You may have come across new drill and tap bits that allow you to drill and tap in one step. These bits can be used with an impact driver or a drill. While they offer convenience, manual tapping of holes requires more careful handling. It’s fascinating how these bits work, considering the additional precautions.
These combination bits can tap holes quickly if used on recommended materials and lubricated during the process. We have tried them on various sheet metal and steel. The biggest challenge is aligning the holes and maintaining their straight and level position.
Fixing and Repairing Threads in Bolts
Repairing threads on Phillips thread bolts using dies is a straightforward process that involves a few simple steps.
Securing the Bolts with a Vise
To begin, secure the bolt in a vise. It is advisable to only clamp the head of the hex bolt to avoid further damage to the threads. If clamping the bolt shaft becomes necessary, there are methods to protect the threads:
- Use a few pieces of wood
- Find rubber material, like a bicycle inner tube, and place it between the vise jaws
- Utilize two pieces of leather
Aligning the Die and Commencing Re-Cutting Threads
After securing the bolts, carefully align the die to ensure straight threading without any tilting.

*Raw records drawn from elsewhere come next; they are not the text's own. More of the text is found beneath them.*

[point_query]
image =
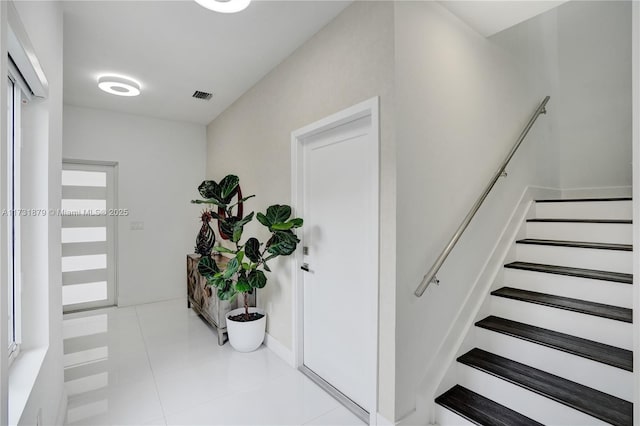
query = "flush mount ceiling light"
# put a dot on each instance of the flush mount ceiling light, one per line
(119, 85)
(224, 6)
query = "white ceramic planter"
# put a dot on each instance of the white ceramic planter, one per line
(246, 336)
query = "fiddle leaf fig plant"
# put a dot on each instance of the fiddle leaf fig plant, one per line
(245, 270)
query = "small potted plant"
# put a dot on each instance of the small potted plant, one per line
(245, 269)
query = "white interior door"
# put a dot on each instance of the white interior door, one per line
(340, 289)
(88, 236)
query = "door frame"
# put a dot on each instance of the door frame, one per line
(370, 108)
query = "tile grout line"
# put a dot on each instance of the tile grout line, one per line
(153, 374)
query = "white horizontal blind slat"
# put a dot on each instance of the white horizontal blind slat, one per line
(84, 192)
(80, 249)
(84, 277)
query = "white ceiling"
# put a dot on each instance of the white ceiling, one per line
(176, 47)
(491, 17)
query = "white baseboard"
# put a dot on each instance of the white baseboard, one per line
(279, 349)
(383, 421)
(61, 418)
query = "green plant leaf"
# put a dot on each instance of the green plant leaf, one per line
(223, 249)
(282, 243)
(209, 189)
(248, 218)
(252, 249)
(278, 213)
(216, 281)
(228, 188)
(215, 215)
(242, 200)
(263, 220)
(227, 291)
(243, 286)
(283, 226)
(232, 268)
(207, 267)
(237, 234)
(297, 222)
(227, 225)
(209, 201)
(257, 279)
(238, 227)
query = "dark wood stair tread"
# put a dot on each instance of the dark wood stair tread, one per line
(576, 244)
(590, 401)
(594, 274)
(576, 305)
(480, 410)
(589, 349)
(612, 221)
(578, 200)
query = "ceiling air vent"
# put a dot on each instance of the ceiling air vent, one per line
(202, 95)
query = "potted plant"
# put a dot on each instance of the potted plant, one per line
(245, 269)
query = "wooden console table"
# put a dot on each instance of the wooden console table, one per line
(203, 298)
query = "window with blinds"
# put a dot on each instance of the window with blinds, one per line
(88, 236)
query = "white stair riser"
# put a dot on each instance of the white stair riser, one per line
(603, 330)
(607, 292)
(530, 404)
(585, 210)
(604, 260)
(577, 231)
(603, 377)
(445, 417)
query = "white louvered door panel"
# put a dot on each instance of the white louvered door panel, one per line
(88, 236)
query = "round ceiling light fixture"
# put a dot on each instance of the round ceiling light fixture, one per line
(119, 85)
(224, 6)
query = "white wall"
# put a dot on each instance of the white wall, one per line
(593, 125)
(160, 165)
(584, 47)
(461, 102)
(36, 377)
(348, 61)
(4, 282)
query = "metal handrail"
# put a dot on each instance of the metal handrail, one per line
(430, 277)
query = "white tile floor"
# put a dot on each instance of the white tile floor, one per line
(160, 364)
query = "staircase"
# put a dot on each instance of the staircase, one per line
(557, 347)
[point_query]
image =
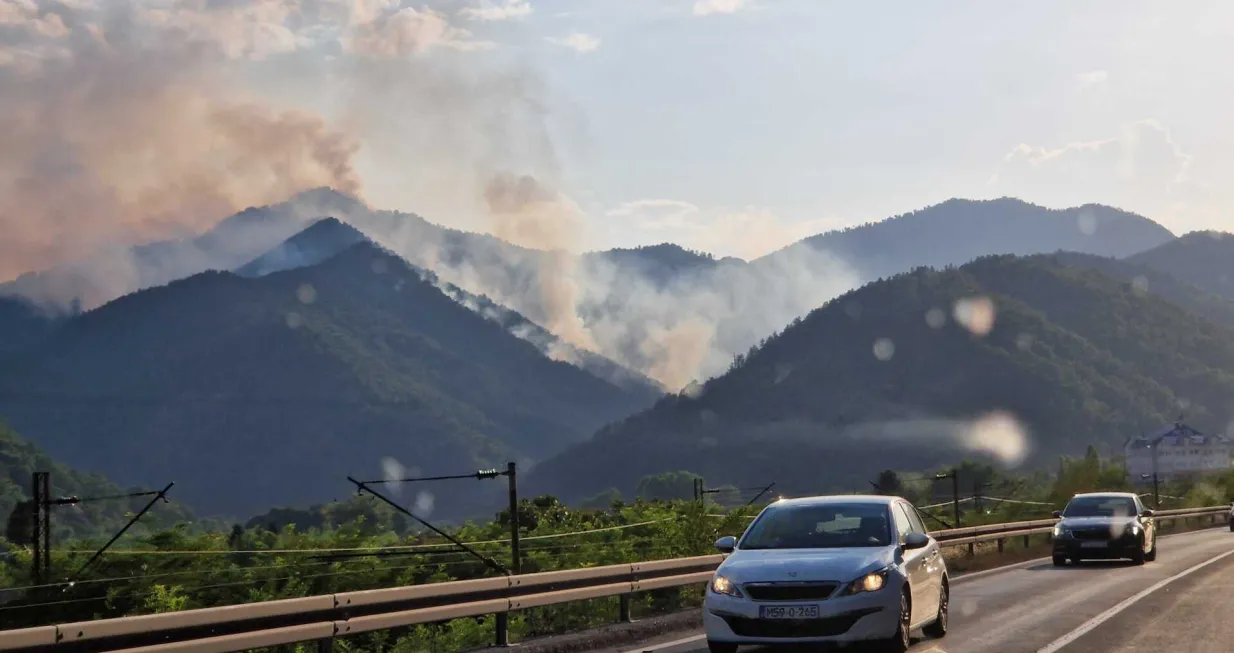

During the tightening process, the die may become hot due to the close metal contact. This is inevitable when metals rub against each other, especially noticeable with longer thread lengths. To keep the die cool and lubricated, apply a small amount of cutting oil. Most tap wrenches have an open top, allowing easy lubricant application without dismantling the die. This practice extends the lifespan of the tap and die set.
As you thread the die down onto the bolt, it will naturally start to seize. To enhance cutting efficiency, occasionally back the die a bit to clear the threads. This is similar to drilling wood with a large drill bit. The process is complete when the die has sufficiently moved down, allowing the bolts to pass through the top.
Rethreading Holes and Nuts with Taps and Dies
Screwing or re-tightening the nut using a tap is just as straightforward as using a die. Begin by securing the nut with a vise.
Using a Gauge to Find the Correct Size Faucet
If you do not have matching bolts, use a gauge to determine the appropriate size for the nut or hole you are screwing into. For those creating their own nuts, it is advisable to use matching bolts to ensure accurate dimensions. This saves you from struggling to fit the gauge into a worn bolt, which may be impossible depending on the location.
Even if you encounter completely broken threads, there is no need to panic. You can always drill the holes and re-tap them for slightly larger bolts. Alternatively, you may choose to fill the holes and re-tap them.
Securing the Tap and Starting the Threading
First, place the tap in the provided wrench and secure it. Next, position the tap in the nut and begin turning it by hand, ensuring a perfectly straight alignment with the hole. Similar to using dies, lubrication is essential. Regularly clean the tap to remove any accumulated debris from the threads.
Using taps and dies can truly resolve challenging situations, even though not everyone requires such tools. However, when the need arises, there is no substitute. Mastery of taps and dies takes time, but eventually, you will develop a feel for the process, speeding up your workflow.